HealthMedicine

Exercises for the cervical spine - prevention and treatment of osteochondrosis

Osteochondrosis of the cervical region is a degenerative lesion of the intervertebral discs. It is the cervical section that is the most vulnerable to injury and disc displacement part of the spine. He does not have a good muscular corset, an anatomically different structure of the vertebrae, close enough to each other , is added to this. Therefore, even with a small load, dislocation of the discs leading to compression of the nerves and blood vessels can occur, and this is very serious because of the presence of arteries involved in supplying the brain with blood in this part.

Exercises for the cervical spine take an important place in the prevention of this disease and can reduce the burden on intervertebral disks, and improve metabolism and keep in a tone the emotional state of any person.

Today, there are exercises for the cervical spine, which, by doing, can significantly reduce the risk of this disease. If it was not possible to avoid the disease, then exercises with osteochondrosis of the cervical department should be developed in the form of an individual exercise plan (exercise therapy).

So, if a diagnosis has already been made, and it says "cervical osteochondrosis," exercises that can alleviate discomfort should be tried regularly and in the order given.

  1. Attach to the forehead palm and, straining the muscles of the neck, press your forehead against your palm, which should simulate resistance to forehead pressure for 10 seconds. Execute the exercise you need up to 4 times.
  2. Attach the right palm to the right temple and, with the tension of the neck muscles, press them on the palm for 10 seconds with the amount of execution - up to 4 times. Similarly, perform an exercise involving the left palm and the left temple.
  3. Throw your head back and gradually lower it, overcoming the resistance of the neck muscles in tension. The end of the exercise is to press the chin to the jugular fossa. Repeat up to 6 times.
  4. Stand up straight with your shoulders wide. Turn the head slowly to the right (up to 6 times) and to the left to the maximum position.
  5. Lower the chin to the neck and in this position slowly turn the head alternately left and right up to 6 times.
  6. Throw your head back and try to reach out with your left ear to your own shoulder, then - right to the right shoulder. Repeat to each side up to 6 times.

In case of an exacerbation of the disease, exercises for the cervical spine should be performed in the prone position to reduce the pressure on the discs:

1. Lie on your back, straighten your legs, put your hands along the trunk. Bent legs in the knees to pull to the belly, clasping them with their hands. In this position, raise your head and try to touch your forehead with your knees. Very slowly straighten his legs and raise his head.

2. Lying on the stomach, hands to put along the body, legs straighten. Raise your shoulders and head, leaning on your legs and stomach.

3. Lie down straight with your hands apart. Slightly tearing off the floor, turn the body to the right, reach out with his left hand the right palm.

4. Lying on the abdomen with arms stretched along the body with palms up, while the chin should be at the same level with the location of the trunk. Relax and slowly turn your head to the right and left one by one. The greatest effect of this exercise will be achieved if you turn your head so that it touches the ear of the floor.

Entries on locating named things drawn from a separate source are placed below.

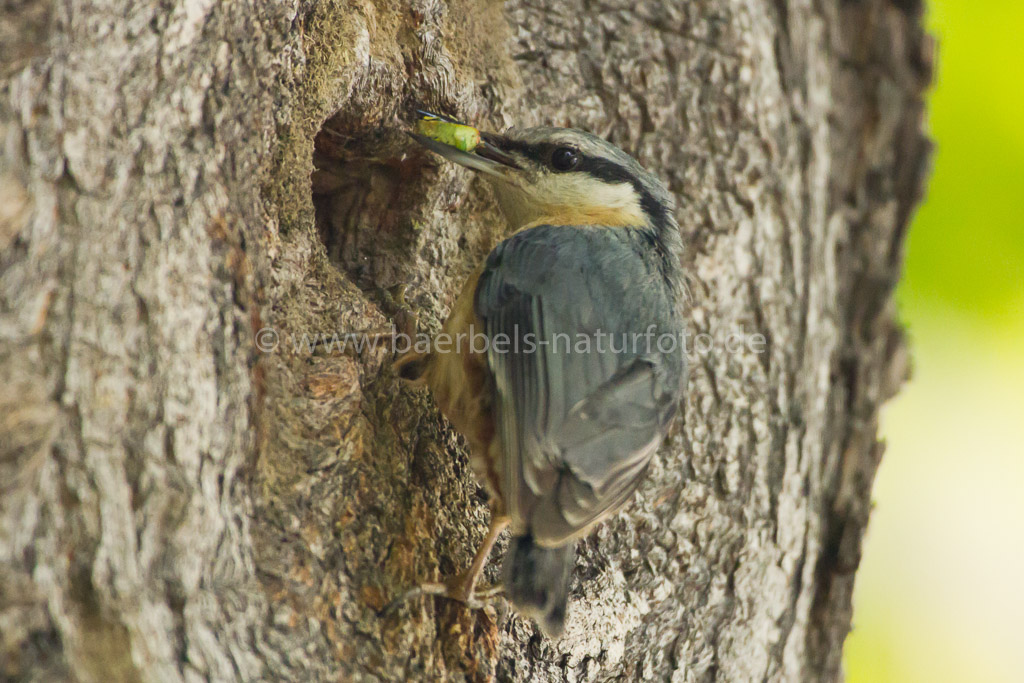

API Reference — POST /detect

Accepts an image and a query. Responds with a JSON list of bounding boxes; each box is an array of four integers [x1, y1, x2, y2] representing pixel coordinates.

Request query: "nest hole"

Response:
[[312, 115, 429, 292]]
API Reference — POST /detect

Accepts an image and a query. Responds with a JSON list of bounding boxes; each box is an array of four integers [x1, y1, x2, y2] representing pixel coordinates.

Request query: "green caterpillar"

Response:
[[416, 112, 480, 152]]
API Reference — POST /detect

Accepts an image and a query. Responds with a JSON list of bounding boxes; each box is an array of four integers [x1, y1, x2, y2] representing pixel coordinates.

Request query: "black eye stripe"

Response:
[[494, 137, 669, 235]]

5. Lie on your stomach, keep your chin in the palm of your hand, relax the muscles of your neck, slowly turn your head to the left and right, trying to touch the floor with your ear.

On average, the number of repetitions of each exercise should be from 5 to 10 times.

Thus, by performing regular exercises for the cervical spine, it is possible not only to reduce pain in this area, but also to avoid headaches, and also to prevent such a dangerous disease as a hernia.